Save the Children calls for an immediate ceasefire. We call on all parties to the conflict to take immediate steps to protect the lives of children, and on the international community to support those efforts, as is their obligation.

Hospitals are Hanging on By a Thread

Meanwhile, the United Nations News reported that Gaza hospitals are hanging on by a thread.

The vicinities of Shifa and Al Quds hospitals in Gaza City and of the Indonesian hospital in northern Gaza have been bombarded over the weekend, the UN Humanitarian Affairs Coordination Office OCHA said.

“This followed renewed calls by the Israeli military to evacuate these facilities immediately,” OCHA added.

“Palestinian and Israeli civilians have suffered enough”, UN relief chief Martin Griffiths wrote on social platform X on Monday. He revealed that he is in Israel and the Occupied Palestinian Territory and “will be discussing with the leadership of both parties how we can ramp up the humanitarian response”.

“My plea to all parties is: free the hostages. Protect civilians, wherever they are. Allow the delivery of aid swiftly, safely and at scale. Respect international humanitarian law,” he wrote.
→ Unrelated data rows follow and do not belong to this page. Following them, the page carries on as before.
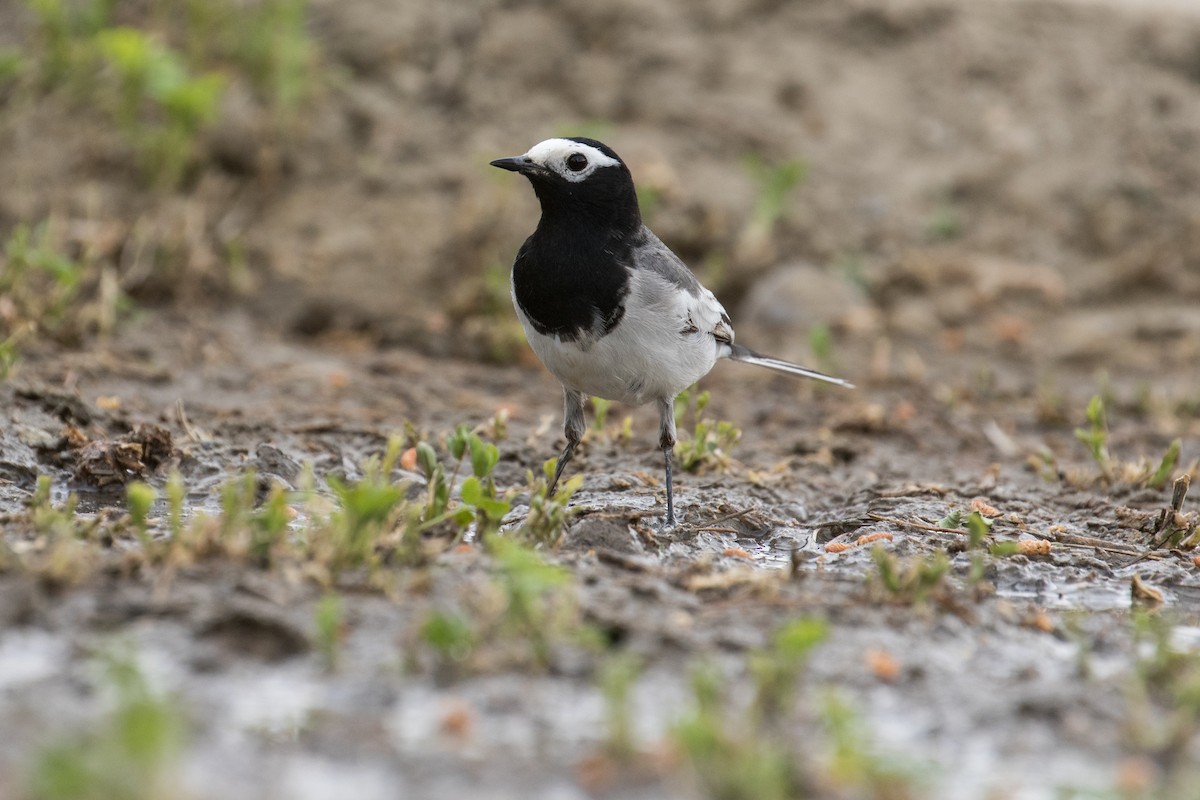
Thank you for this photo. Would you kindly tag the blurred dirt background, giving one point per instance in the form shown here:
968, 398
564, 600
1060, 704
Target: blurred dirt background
983, 214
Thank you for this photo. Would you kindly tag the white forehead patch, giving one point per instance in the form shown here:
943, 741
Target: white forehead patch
552, 154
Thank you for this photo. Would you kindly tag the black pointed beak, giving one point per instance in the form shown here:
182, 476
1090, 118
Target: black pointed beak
514, 164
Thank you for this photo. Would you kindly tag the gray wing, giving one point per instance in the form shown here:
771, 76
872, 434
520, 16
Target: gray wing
649, 253
702, 311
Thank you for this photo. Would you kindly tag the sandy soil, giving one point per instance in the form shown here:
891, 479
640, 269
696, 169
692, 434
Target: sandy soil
999, 221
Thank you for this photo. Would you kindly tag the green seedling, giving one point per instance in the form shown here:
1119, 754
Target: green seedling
911, 581
1163, 703
707, 445
451, 637
531, 588
549, 515
945, 224
131, 753
330, 617
39, 278
1165, 470
732, 763
978, 528
953, 519
778, 669
618, 677
139, 497
161, 106
821, 344
65, 35
1096, 434
853, 764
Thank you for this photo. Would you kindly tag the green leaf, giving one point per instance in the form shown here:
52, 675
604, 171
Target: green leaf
427, 459
473, 493
484, 456
978, 527
1003, 549
1167, 467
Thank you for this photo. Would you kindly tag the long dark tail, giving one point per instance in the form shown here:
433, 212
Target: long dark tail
745, 355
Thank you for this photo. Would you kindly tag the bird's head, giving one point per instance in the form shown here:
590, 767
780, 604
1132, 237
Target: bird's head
577, 174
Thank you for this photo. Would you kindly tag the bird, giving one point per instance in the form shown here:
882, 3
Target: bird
609, 308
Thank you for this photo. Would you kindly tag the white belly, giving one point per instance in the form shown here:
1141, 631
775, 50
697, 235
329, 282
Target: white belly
646, 358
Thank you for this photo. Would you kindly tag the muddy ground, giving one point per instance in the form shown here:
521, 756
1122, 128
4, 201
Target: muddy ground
999, 221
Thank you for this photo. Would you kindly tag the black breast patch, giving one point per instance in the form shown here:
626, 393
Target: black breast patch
568, 289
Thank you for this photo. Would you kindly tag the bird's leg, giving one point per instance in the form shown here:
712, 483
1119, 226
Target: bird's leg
666, 443
573, 428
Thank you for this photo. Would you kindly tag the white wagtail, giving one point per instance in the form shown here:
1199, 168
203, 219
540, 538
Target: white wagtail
606, 306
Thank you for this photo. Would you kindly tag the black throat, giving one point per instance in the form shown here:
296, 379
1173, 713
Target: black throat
570, 277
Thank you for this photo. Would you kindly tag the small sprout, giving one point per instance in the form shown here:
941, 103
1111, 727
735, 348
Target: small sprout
708, 443
953, 519
1096, 435
618, 677
911, 581
490, 511
529, 585
131, 752
778, 669
141, 498
821, 344
546, 521
1003, 549
330, 627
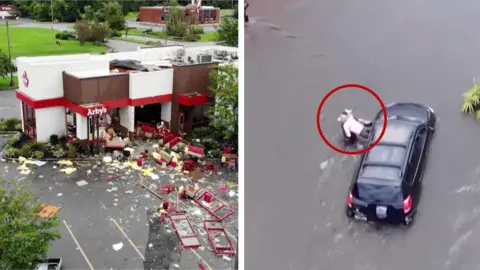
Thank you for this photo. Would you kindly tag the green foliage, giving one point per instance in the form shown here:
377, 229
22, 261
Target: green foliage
26, 238
54, 140
224, 87
38, 154
11, 152
6, 65
228, 32
28, 150
471, 100
176, 24
197, 30
65, 35
59, 152
13, 140
10, 124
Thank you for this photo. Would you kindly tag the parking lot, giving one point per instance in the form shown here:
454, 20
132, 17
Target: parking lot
420, 51
106, 212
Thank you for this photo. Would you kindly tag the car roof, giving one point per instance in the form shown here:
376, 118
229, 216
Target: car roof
397, 131
386, 160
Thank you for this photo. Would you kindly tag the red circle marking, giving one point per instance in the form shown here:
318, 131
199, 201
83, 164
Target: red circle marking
384, 110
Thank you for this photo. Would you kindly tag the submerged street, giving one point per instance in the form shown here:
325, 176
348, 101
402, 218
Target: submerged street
418, 51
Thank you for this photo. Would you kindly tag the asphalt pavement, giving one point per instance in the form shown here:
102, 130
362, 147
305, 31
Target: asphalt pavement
421, 51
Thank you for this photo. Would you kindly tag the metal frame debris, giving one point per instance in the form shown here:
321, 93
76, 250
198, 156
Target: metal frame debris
188, 237
214, 201
215, 229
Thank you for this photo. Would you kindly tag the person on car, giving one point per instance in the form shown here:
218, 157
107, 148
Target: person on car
354, 128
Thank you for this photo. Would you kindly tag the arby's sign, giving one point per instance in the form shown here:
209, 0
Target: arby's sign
96, 111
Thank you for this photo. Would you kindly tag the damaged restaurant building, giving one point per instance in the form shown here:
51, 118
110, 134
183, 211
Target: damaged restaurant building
80, 95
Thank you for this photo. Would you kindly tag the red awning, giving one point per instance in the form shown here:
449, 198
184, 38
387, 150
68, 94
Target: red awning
196, 151
192, 99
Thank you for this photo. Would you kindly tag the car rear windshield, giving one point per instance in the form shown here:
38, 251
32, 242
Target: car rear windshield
379, 193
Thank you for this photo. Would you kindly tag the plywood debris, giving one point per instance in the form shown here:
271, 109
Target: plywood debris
48, 211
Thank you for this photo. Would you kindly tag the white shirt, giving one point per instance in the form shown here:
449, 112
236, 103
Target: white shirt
352, 125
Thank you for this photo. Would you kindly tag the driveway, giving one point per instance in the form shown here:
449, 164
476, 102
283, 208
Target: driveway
172, 42
422, 51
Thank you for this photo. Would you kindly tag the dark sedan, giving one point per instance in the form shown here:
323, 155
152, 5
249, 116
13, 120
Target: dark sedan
386, 186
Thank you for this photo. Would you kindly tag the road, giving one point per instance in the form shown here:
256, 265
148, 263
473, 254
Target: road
422, 51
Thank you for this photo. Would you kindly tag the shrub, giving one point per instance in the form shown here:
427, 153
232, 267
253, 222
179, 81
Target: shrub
72, 151
191, 37
59, 152
29, 149
54, 140
65, 35
11, 152
38, 154
26, 150
10, 124
13, 140
196, 29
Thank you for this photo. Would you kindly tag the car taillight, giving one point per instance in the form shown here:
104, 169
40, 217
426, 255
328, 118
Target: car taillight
407, 204
349, 199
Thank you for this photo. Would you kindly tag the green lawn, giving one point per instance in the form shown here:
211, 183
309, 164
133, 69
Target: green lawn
5, 82
130, 39
40, 41
131, 15
224, 12
205, 37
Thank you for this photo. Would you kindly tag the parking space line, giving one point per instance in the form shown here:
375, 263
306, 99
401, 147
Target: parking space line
78, 245
128, 238
202, 259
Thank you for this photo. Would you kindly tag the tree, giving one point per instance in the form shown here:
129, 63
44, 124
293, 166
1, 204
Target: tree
82, 30
224, 86
89, 14
6, 65
228, 32
25, 237
176, 24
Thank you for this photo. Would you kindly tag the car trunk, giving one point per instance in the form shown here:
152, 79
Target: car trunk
378, 202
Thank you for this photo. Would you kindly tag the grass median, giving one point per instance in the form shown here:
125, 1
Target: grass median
26, 41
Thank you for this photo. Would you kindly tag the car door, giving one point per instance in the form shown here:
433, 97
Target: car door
415, 164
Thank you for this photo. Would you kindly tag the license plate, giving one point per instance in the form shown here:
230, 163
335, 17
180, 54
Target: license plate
364, 218
381, 212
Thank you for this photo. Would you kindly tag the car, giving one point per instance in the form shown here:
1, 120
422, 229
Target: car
387, 183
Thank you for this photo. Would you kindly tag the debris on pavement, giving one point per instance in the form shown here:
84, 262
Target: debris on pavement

Evacuation remains ‘impossible’

According to OCHA, some 117,000 displaced people are sheltering in the 10 hospitals still operational in Gaza City and elsewhere in northern Gaza, which have received “repeated evacuation orders” in recent days.

UN health agency WHO reiterated overnight on social platform X that “evacuation of hospitals is impossible without endangering patients’ lives”.

Humanitarians keep working

Emergency C-sections are being performed without anaesthesia amid shortages of medical supplies and power, and doctors are sometimes left delivering the premature babies of dying mothers, UN sexual and reproductive health agency UNFPA said, citing harrowing testimony from Shifa Hospital staff.

The UN Agency for Palestine Refugees, UNRWA, said on Monday that its aid workers in Gaza “keep going”, providing assistance to over 600,000 people who have sought safety in UN Palestine Refugee Relief Organisation (UNRWA) shelters, now more than three times over capacity.

“They are the face of humanity during one of its darkest hours,” UNRWA said.

The agency held a memorial service on Sunday for 59 of its personnel killed in the conflict so far and UN chief António Guterres stressed his “gratitude, solidarity and full support” to colleagues working to save lives in Gaza while risking their own.

The death toll keeps rising

As of Sunday evening the death toll in Gaza since 7 October passed the 8,000 mark, according to the Hamas-run Ministry of Health in Gaza.

OCHA also said that Palestinian armed groups’ indiscriminate rocket firing towards Israeli cities and towns continued over the past 24 hours, with no fatalities reported.

According to the Israeli authorities, 239 Israelis and foreign nationals, including some 30 children, remain captive in Gaza and 40 people are still reported missing following Hamas’ terror attacks on Israel on 7 October which killed 1,400 people.

The UN has repeatedly called for the immediate and unconditional release of the hostages. Guterres repeated on Sunday that “there is no justification, ever, for the killing, injuring and abduction of civilians”.